Mit der Verschiebung ihres Parteitages wegen der Corona-Krise wird die CDU nach den Worten des nordrhein-westfälischen Ministerpräsidenten Armin Laschet ihrer gesamtgesellschaftlichen Verantwortung gerecht. Laschet sagte am Montag der Deutschen Presse-Agentur: „Wir brauchen jetzt bundeseinheitliche gemeinsame Maßnahmen, um die Neuinfektionen drastisch zu senken. Die heutige Entscheidung zur Verschiebung des Bundesparteitags ist dieser Lage geschuldet.“

26.10.2020, 16:52 Uhr / Lesedauer: 1 min
Armin Laschet (CDU) steht an einem Rednerpult. Foto: Michael Kappeler/dpa-pool/dpa

Armin Laschet (CDU) steht an einem Rednerpult. Foto: Michael Kappeler/dpa-pool/dpa

Der CDU-Vorstand hatte am Montag die Entscheidung über einen neuen Parteivorsitzenden wegen der Corona-Krise erneut verschoben - möglicherweise bis ins Frühjahr. Der geplante Präsenzparteitag am 4. Dezember in Stuttgart mit 1001 Delegierten sei angesichts der Infektionszahlen nicht mehr zu halten, so die Begründung.

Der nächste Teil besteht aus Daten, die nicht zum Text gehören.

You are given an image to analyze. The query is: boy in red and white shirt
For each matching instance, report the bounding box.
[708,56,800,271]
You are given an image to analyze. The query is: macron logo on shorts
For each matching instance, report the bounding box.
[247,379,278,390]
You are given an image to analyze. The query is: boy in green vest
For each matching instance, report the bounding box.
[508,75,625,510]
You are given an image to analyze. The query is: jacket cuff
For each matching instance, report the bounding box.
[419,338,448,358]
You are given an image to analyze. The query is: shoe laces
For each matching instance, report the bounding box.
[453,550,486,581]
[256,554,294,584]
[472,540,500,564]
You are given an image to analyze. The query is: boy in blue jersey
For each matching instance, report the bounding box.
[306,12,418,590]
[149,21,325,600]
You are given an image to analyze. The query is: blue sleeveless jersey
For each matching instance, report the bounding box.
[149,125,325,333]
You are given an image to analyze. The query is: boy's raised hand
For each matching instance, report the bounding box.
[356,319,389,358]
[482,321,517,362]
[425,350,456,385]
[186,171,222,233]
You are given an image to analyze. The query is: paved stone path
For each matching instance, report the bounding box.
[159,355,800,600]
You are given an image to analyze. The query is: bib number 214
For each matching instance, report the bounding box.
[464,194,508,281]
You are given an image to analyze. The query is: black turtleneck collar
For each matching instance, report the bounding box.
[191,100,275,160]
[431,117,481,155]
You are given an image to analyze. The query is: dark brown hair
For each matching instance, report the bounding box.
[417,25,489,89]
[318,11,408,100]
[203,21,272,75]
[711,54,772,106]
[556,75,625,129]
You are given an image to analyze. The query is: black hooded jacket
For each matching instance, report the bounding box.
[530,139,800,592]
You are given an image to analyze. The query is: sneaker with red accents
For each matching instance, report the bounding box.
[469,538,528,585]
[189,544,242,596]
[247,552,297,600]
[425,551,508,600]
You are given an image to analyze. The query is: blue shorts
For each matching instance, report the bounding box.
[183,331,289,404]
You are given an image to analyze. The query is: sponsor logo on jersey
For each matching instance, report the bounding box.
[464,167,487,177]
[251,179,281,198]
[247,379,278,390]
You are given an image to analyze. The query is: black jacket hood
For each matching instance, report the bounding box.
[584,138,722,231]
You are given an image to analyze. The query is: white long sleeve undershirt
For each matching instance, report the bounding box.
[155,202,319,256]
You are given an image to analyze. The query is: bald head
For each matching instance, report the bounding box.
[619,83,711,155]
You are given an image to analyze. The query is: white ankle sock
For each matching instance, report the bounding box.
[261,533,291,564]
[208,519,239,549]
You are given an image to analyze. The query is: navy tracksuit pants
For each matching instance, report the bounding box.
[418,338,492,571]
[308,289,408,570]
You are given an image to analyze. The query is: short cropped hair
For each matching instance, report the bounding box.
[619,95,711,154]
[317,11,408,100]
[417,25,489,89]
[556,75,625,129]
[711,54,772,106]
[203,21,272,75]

Laschet, der auch CDU-Vize ist, sagte weiter: „Diese Woche wird richtungsweisend im Kampf gegen die Corona-Pandemie.“ Kanzlerin Angela Merkel (CDU) wird an diesem Mittwoch erneut mit den Ministerpräsidenten in einer Videokonferenz über Maßnahmen gegen die Pandemie beraten. Ende der Woche beraten dann die Ministerpräsidenten der Länder in einer Video-Konferenz die Lage in der Pandemie.